Не буду останавливаться на других своих выступлениях в этой части сессии по поводу заявлений министров — Горемыкина, иностранных дел, юстиции и народного просвещения. Все это кажется таким незначительным в свете последующих событий.
Остановлюсь лишь на моей речи 19 февраля в защиту украинского национального самоопределения, которую известный сепаратист А. Шульгин впоследствии признал «прекрасной», лишь для того чтобы противопоставить ее моим взглядам 1939 года. Речь была сказана по просьбе самих украинцев — защитить их от нападок киевских русских националистов, вызвавших запрещение чествования юбилея Шевченко.
Чтобы подготовиться к ней, я специально съездил в Киев и имел там обширные совещания с группой почтенных украинских «прогрессистов». Моей тактикой было — отделить сравнительно умеренные их требования «украинизации школьного просвещения, прав украинского языка в судебных и правительственных учреждениях, устранения ограничений для украинского печатного слова, улучшения условий легального существования украинских национальных учреждений». Этим вожди Т.У.П. (Товариство Українських Поступовцiв) удовлетворялись, соглашаясь отодвинуть в будущее требования «федерации» и совершенно исключая «сепаратизм». Только проф. Грушевский хитрил со мной, скрывая от меня свои истинные намерения. Я, с своей стороны, утверждал в Думе, что «истинными сепаратистами являются русские националисты», отрицающие самостоятельный украинский язык и украинскую литературу и поощряющие правительственные гонения, которые уже заставили украинское движение перенести свой центр в австрийские пределы, где возможно и создание украинского сепаратизма.
Между первой и второй сессией занятия Думы были прерваны от 25 июня до 15 октября (ст. ст.). Большую часть этого промежутка, как рассказано выше, я посвятил поездке на Балканы с комиссией Карнеги. Но уже в июле мне пришлось пережить горестное событие. В Кисловодске умирал мой младший брат Алексей. Мы нечасто с ним виделись, так как он жил в Москве, но нас до конца связывала самая нежная дружба.

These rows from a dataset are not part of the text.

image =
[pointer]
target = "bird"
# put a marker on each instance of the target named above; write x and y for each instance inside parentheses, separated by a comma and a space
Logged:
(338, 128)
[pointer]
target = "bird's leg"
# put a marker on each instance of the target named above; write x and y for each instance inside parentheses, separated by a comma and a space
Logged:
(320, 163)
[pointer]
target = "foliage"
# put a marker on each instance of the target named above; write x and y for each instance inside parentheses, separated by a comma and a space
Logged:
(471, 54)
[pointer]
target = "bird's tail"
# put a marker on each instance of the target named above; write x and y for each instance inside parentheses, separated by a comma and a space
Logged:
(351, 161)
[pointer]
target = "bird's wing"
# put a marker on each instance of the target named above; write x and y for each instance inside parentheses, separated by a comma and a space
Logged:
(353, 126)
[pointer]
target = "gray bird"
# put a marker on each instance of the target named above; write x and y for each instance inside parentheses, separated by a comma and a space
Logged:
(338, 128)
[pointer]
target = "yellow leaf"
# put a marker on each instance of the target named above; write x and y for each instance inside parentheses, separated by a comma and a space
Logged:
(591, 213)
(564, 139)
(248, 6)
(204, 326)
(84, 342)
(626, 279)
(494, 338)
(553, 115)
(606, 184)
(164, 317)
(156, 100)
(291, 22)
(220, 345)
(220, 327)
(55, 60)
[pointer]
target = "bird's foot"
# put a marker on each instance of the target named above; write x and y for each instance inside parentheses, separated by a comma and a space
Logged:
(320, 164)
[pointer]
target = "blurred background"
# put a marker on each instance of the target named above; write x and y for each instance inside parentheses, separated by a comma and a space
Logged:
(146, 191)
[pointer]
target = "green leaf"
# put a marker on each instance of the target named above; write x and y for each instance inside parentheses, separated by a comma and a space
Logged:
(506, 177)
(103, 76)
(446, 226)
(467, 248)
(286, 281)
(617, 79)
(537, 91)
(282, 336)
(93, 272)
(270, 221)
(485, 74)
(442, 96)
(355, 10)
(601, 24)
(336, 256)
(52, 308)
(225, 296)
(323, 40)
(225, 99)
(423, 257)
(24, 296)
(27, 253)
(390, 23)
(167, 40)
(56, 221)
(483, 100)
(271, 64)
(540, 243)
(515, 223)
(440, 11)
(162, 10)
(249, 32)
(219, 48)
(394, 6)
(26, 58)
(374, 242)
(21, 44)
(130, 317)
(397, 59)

Он присоединился к партии к. д., и лишь незадолго перед тем мне пришлось освобождать его из‑под ареста, куда он попал в связи с инцидентом, происшедшим на моей московской лекции и свидетельствовавшим о том, что он до конца сохранил всю живость своего характера. В Москве он был хорошо известен как специалист по домостроительству, но еще более, как страстный охотник на красного зверя, составивший себе широкие связи в видных кругах старой столицы. В Кисловодск он приехал на отдых, но заразился стрептококком, и в одну неделю болезнь свела его в могилу. Он быстро сгорал на моих глазах, и этот переход от цветущего состояния до комы был для меня ужасен. В последние дни он как раз интересовался балканскими делами и подробно меня о них расспрашивал. Окруженный родными и друзьями, он умер на руках нашего общего друга, д‑ра М. С. Зернова.
3. Война
Тринадцатый год, как мы видели, кончился для России рядом неудач в ее балканской политике. Казалось, Россия уходила с Балкан — и уходила сознательно, сознавая свое бессилие поддержать своих старых клиентов своим оружием или своей моральной силой. Но прошла только половина четырнадцатого года, и с тех же Балкан раздался сигнал, побудивший правителей России вспомнить про ее старую, уже отыгранную роль — и вернуться к ней, несмотря на очевидный риск, вместо могущественной защиты интересов балканских единоверцев, оказаться во вторых рядах защитников интересов европейской политики, ей чуждых.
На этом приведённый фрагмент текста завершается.